The surprising thing was how clean everything was. Everybody in Bunker City says that Mexico is dirty, the streets are dirty, and the people are dirty. But it isn't like that at all. Everywhere we went, everything was hot and bright and clean. Cleaner than Bunker City. Which just proved what I already knew. When people don't know what they're talking about, they make stuff up.

  And the Mexicans were friendly too. Dad's Spanish wasn't all that good, but Weird and I knew enough to get by, and where we didn't, there was usually someone else around who spoke enough English to help. So we weren't going to starve to death.

  We headed south on the new highway. Dad didn't talk much, not about where we were going. He said it was a Magical Mystery Tour, which meant that you weren't supposed to know where you were going until you got there, so the fun had to be in the going, not the arrival; but I was pretty sure Dad had a destination in mind. Every so often I'd catch him muttering about travel times and schedules, so I knew this trip wasn't as random as he kept saying.

  We stayed our first night in Mexico at a Best Inn, which is two lies in as many words, but never mind. We were on the eastern coast of the Gulf of Baja, somewhere in the middle of nowhere, with dirty blue ocean to the west and scruffy brown desert to the east and some purple hills in the distance beyond that.
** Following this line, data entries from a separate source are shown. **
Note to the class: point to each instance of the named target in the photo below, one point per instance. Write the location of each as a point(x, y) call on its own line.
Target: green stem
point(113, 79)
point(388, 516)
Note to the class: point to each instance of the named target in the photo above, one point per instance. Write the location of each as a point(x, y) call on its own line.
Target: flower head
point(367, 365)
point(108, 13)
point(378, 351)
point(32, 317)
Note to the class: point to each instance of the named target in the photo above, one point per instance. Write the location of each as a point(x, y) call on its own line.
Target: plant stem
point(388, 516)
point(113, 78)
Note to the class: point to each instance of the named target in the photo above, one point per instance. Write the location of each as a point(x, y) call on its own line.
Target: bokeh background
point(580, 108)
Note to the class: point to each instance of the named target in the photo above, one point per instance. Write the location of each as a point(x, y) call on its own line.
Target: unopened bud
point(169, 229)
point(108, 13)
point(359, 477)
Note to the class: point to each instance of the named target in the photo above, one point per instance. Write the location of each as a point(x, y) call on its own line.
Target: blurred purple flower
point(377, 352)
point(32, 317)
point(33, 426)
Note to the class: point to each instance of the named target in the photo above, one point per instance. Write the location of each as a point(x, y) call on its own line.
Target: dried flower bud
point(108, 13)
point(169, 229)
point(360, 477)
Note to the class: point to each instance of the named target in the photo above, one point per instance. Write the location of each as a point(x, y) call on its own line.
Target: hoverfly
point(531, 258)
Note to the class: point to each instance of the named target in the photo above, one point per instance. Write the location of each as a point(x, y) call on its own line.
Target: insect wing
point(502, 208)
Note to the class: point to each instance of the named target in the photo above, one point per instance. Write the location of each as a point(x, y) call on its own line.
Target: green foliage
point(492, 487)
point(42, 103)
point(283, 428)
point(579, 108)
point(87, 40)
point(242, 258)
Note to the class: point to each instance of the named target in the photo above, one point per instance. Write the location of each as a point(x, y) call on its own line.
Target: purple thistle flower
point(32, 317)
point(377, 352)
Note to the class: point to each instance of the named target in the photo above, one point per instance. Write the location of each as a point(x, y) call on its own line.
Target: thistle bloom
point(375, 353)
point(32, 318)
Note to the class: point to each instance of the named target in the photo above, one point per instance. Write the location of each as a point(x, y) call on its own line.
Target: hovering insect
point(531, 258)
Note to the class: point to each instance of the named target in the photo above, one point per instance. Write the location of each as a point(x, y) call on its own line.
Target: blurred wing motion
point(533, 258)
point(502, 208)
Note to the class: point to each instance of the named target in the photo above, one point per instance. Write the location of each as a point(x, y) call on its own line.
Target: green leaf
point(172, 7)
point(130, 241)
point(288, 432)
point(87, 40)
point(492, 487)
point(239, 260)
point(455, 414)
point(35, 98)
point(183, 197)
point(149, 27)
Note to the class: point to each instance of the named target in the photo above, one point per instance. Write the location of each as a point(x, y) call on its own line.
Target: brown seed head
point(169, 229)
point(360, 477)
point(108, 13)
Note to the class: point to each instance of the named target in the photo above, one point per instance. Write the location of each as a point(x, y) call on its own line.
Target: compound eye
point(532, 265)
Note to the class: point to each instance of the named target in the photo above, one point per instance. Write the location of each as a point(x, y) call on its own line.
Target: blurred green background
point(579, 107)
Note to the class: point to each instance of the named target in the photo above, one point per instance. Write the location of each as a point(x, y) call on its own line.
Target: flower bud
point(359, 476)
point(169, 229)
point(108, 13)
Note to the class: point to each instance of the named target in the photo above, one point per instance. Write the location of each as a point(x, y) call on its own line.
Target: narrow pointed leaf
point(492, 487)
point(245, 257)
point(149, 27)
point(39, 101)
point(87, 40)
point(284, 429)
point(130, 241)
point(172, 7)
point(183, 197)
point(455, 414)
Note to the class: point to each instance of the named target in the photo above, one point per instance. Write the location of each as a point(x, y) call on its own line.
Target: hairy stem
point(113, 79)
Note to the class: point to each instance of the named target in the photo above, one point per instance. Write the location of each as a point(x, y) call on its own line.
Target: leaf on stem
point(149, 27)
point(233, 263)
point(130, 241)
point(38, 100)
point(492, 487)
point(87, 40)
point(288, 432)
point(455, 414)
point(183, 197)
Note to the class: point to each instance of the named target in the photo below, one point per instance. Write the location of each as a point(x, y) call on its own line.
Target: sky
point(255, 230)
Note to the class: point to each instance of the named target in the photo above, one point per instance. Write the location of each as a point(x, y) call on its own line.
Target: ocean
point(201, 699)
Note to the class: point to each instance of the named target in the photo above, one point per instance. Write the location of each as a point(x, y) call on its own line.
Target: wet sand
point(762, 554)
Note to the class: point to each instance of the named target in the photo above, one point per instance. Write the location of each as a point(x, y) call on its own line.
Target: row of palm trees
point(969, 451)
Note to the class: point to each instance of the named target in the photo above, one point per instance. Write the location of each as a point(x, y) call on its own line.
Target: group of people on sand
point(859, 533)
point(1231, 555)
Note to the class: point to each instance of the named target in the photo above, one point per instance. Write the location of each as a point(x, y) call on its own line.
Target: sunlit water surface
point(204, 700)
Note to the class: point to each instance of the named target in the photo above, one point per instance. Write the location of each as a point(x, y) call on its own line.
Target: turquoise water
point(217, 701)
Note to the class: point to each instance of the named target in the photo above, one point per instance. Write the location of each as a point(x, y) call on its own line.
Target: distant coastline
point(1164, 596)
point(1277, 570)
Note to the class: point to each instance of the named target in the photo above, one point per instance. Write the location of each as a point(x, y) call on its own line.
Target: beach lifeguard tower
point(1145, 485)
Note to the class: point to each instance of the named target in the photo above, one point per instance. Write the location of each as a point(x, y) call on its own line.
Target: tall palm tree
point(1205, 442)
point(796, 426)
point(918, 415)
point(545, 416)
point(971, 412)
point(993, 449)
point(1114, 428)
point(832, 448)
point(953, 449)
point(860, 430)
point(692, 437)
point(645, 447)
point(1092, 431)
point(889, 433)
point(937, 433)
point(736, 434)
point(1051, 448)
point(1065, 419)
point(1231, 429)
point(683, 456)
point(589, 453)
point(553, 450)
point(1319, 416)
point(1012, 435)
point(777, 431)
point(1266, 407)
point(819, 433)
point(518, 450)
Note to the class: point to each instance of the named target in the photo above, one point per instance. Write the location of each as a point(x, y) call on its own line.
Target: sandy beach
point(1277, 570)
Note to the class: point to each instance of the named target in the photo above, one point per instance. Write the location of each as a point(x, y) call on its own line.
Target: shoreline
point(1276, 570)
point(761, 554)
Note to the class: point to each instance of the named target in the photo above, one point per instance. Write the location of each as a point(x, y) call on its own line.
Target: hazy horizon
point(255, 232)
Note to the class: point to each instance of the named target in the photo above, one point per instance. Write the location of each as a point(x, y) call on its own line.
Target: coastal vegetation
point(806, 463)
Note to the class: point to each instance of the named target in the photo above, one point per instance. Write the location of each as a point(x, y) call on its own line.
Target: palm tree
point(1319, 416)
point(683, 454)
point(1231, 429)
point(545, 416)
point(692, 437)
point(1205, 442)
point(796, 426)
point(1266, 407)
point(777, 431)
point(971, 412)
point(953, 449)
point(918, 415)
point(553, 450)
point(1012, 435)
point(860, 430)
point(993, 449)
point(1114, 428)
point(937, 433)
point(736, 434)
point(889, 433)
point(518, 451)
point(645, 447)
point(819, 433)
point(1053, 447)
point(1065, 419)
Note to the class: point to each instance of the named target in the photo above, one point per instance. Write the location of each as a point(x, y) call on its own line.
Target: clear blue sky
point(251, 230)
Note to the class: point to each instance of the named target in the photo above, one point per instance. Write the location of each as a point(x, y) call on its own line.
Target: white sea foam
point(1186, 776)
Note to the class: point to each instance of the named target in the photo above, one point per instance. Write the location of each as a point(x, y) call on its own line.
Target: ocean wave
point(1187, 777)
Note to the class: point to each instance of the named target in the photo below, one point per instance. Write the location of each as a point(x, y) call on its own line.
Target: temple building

  After dinner, there wasn't much of anything to do except stand around watching Stinky playing on the swings with his monkey or look up at the stars. They were a lot brighter here than they were in El Paso. In fact, in El Paso, we could hardly see them at all, so it was something different to just look up at the sky and see how bright it really was. Weird saw a shooting star, and then I saw one too. Dad pointed out Orion's belt and the Big Dipper and a couple of other constellations as if they meant something. I asked him where Sirius was and Betelgeuse and some of the other places where the bright-liners went, but he didn't know. Dad said that Sirius was the North Star, so all we had to do was look north, but Weird said no, Polaris was the North Star, not Sirius.